The software development life cycle is riddled with inefficiencies. As with any manufacturing process, these inefficiencies hamper productivity and ultimately erode an organization’s competitive advantage. We need to reassess the life cycle with the mindset that everything we do as a development team either adds value to the customer or creates waste. Our goal should be to optimize productivity: 100% waste-free production.

Improving software development productivity really boils down to the following four concepts (and this can lead to astonishing increases in productivity):

•    Having a clear, actionable plan of attack
•    Increasing code knowledge
•    Reducing rework
•    Reducing debugging

In our experience, we have found that applying the following concepts leads to astonishing increases in productivity.

Have a clear, actionable plan of attack
The more time a developer spends wondering which requirement or task to tackle next and how to address it, the less time he or she is actually performing productive, rewarding work—creative tasks that help the organization achieve its goals.

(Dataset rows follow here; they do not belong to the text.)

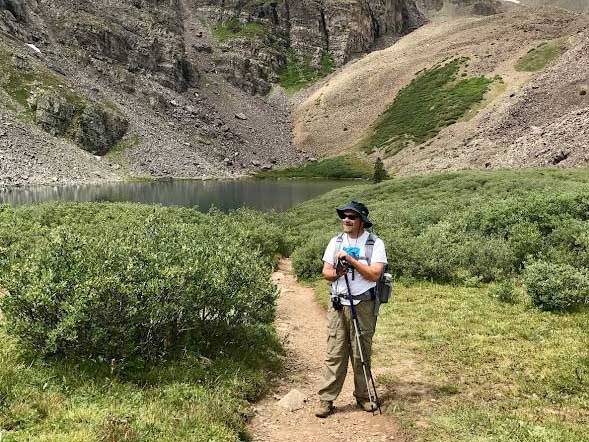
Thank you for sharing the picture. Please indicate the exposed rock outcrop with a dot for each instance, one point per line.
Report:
(306, 29)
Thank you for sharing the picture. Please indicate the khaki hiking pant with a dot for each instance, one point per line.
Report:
(342, 345)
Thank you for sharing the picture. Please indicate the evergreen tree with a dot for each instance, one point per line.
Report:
(379, 171)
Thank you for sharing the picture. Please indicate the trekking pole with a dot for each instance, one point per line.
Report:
(365, 367)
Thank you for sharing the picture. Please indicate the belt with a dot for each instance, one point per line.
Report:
(367, 295)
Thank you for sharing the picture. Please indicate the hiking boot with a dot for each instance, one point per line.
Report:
(366, 405)
(324, 409)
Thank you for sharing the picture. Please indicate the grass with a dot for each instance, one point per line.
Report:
(299, 73)
(538, 58)
(342, 167)
(459, 365)
(457, 362)
(436, 98)
(193, 399)
(233, 28)
(20, 84)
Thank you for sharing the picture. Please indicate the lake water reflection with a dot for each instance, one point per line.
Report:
(225, 195)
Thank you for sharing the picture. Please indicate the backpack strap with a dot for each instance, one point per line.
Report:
(369, 247)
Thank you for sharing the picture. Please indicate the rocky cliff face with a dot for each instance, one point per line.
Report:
(132, 88)
(309, 30)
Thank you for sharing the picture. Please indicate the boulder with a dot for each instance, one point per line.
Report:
(293, 401)
(99, 128)
(54, 113)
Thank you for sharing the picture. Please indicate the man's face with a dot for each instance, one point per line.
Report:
(351, 221)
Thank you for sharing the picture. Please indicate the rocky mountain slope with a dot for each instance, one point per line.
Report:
(124, 81)
(101, 90)
(509, 122)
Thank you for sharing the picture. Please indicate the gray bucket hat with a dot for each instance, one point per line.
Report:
(358, 208)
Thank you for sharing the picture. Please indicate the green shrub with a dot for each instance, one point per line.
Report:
(504, 291)
(307, 258)
(141, 286)
(556, 287)
(380, 172)
(459, 226)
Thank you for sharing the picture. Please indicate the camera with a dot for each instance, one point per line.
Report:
(341, 266)
(336, 303)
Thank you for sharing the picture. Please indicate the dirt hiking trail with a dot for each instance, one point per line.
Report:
(302, 324)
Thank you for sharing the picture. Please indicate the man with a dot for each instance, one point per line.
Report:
(362, 276)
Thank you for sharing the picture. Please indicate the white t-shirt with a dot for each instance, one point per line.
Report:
(358, 284)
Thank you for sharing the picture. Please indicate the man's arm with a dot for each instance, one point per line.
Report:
(371, 272)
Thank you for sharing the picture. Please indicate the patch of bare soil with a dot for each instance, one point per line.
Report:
(302, 324)
(541, 124)
(337, 113)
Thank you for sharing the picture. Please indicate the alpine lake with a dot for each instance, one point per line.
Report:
(225, 195)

To keep developers focused on performing productive work, define tasks properly, have a system for distributing tasks, and assign tasks properly.

In software development, tasks are often quite nebulous: They are vaguely defined, and it is difficult for developers to determine where to start tackling them and how to proceed. To overcome this challenge, it’s essential to have someone (e.g., an architect or manager) with a good conceptual grasp of the application being developed. This person can take high-level requirements and translate them into more granular tasks that a developer can quickly understand and then implement.

When developers are assigned to work on smaller tasks (for example, work tasks that are scoped to be no greater than one day), as opposed to being assigned to participate in one large nebulous task, experience has shown that they become much more productive. Since the developers understand exactly where to start and what to do, they become much more efficient: Their tasks are attainable and progress is immediately recognized.